O empresário ressalta, no entanto, que comprar o equipamento não garante mais segurança. Segundo ele, é preciso saber como e quando agir e até quando não usar o equipamento:
— Temos essa preocupação em relação a conscientização. Mesmo estando armado, nem sempre o confronto é a melhor opção. Vários pontos devem ser observados: como e onde se posicionar, quais cuidados tomar para evitar acidentes. O problema não é a arma, mas o usuário sem treinamento. É como ter um carro na garagem para usar só em uma emergência: quando você precisar, não vai mais lembrar como usar.

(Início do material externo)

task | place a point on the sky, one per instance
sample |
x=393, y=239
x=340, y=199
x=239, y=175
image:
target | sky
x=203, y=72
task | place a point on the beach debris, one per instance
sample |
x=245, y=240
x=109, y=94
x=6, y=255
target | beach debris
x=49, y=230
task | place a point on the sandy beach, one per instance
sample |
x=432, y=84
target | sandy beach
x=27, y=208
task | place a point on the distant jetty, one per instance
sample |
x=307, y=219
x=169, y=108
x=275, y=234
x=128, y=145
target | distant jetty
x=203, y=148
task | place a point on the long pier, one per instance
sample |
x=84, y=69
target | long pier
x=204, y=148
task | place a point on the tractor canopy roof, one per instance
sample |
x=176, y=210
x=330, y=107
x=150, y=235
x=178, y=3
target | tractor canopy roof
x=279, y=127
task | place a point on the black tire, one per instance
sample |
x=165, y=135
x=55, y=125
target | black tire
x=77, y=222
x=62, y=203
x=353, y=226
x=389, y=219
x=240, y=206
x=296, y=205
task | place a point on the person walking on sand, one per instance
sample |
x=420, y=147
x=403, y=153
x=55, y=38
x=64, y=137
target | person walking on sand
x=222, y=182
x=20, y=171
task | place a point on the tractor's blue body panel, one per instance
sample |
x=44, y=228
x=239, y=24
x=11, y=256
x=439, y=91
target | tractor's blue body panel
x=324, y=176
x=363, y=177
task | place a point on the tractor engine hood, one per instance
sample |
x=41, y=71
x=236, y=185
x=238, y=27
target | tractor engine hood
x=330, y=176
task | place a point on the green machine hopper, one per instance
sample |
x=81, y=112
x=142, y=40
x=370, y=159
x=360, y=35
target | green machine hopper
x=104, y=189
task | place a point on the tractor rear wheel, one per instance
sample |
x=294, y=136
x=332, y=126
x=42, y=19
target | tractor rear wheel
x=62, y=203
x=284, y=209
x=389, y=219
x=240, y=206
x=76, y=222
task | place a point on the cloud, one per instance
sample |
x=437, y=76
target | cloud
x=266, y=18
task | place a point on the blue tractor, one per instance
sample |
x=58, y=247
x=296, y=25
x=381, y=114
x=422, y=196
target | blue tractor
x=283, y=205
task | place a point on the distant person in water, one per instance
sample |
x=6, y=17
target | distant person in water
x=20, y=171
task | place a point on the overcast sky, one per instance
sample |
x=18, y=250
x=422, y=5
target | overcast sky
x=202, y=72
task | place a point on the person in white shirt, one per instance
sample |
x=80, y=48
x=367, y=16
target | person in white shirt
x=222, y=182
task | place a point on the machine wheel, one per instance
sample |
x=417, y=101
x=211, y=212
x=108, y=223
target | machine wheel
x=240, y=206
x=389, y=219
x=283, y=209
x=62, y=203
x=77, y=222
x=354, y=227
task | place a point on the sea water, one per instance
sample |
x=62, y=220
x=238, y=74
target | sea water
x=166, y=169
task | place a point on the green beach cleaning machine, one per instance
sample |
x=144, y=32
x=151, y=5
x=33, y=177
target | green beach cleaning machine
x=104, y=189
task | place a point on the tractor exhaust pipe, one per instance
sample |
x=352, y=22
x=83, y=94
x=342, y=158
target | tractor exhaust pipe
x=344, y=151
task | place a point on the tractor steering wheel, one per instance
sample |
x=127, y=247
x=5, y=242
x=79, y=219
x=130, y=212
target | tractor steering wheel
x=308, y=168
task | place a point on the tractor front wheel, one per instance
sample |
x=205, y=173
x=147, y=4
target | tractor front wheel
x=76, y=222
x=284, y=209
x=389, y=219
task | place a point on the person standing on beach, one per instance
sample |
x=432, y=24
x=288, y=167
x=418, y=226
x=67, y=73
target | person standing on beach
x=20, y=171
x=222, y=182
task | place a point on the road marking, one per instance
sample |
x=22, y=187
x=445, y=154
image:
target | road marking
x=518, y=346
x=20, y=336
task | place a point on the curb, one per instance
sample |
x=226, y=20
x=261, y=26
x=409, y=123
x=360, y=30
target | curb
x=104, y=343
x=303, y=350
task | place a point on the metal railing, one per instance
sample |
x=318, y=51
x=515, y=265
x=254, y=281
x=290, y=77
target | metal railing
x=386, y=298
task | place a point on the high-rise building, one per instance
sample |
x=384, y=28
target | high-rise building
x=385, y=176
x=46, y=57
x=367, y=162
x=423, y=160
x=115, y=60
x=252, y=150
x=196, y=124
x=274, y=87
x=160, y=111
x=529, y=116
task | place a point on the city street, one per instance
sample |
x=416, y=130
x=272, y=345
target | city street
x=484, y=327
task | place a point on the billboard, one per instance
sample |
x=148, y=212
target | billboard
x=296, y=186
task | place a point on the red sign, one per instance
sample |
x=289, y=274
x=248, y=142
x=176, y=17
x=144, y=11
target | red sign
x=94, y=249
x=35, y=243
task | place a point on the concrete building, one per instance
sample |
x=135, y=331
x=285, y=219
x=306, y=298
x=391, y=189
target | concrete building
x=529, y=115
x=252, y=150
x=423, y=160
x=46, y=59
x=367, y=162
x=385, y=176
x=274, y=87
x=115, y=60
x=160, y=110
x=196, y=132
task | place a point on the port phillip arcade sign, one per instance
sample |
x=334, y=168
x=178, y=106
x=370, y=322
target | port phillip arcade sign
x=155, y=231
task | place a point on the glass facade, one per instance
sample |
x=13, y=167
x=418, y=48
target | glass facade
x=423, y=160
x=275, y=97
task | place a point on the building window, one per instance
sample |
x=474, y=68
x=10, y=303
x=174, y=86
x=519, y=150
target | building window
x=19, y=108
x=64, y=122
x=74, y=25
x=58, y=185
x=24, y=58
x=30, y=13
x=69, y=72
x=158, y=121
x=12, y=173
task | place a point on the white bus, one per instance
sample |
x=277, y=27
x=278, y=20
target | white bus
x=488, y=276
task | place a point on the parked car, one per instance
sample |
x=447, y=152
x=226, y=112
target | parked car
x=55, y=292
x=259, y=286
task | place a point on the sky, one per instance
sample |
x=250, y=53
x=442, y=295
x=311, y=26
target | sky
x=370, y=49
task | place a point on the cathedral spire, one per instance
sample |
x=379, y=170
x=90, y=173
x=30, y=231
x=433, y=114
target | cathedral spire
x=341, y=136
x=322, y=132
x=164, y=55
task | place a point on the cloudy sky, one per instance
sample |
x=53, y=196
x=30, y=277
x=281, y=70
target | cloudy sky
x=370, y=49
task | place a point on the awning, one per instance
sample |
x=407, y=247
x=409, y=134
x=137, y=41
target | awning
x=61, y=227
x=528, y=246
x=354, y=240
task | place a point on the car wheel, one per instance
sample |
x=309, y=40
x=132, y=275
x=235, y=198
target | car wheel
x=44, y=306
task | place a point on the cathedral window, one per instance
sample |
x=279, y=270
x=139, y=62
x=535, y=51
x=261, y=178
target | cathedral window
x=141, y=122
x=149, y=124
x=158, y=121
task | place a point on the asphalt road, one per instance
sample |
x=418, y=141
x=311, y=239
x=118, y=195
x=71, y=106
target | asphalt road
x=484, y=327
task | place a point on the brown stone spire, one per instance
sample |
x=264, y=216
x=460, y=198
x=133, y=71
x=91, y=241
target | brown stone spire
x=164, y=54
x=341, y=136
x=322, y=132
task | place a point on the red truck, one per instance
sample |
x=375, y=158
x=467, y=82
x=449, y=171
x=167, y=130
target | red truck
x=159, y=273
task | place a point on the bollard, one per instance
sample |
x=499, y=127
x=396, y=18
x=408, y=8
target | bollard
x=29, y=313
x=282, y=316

"A gente, enquanto mulher, acaba sendo vista como alvo mais fácil"
O treinamento foi justamente a alternativa escolhida pela bancária Elisabete Franco Alles, 44 anos, que passou por ao menos três ataques criminosos desde 2000. No último caso, em 2017, teve carro, notebook, celular e demais itens pessoais levados em um assalto, à luz do dia, em Canoas, na Região Metropolitana.
Ela conta que, na ocasião, iria visitar uma amiga, que havia passado por cirurgia. Elisabete relata que estacionou em frente à residência e desceu do carro, e foi abordada por um homem ao atravessar a rua.
— A gente, enquanto mulher, acaba sendo vista como alvo mais fácil, por ter menos força física, fica mais visada. Teve também uma vez que assaltaram a agência onde eu trabalhava, levaram dinheiro, celulares de quem estava lá, agrediram uma funcionária.
A bancária conta que optou pelo curso que capacita para uso de pistola e revólver. Agora, segue praticando tiros no estande, para escolher qual arma irá adquirir.
— Procurei essa capacitação porque também queria me sentir mais segura em casa, por morar próximo de uma região de risco. Esse treinamento aperfeiçoou o que eu já sabia sobre técnicas de segurança. É muito positivo, percebo que estou ainda mais atenta, observando ainda mais as orientações para evitar passar por assaltos e ações do tipo.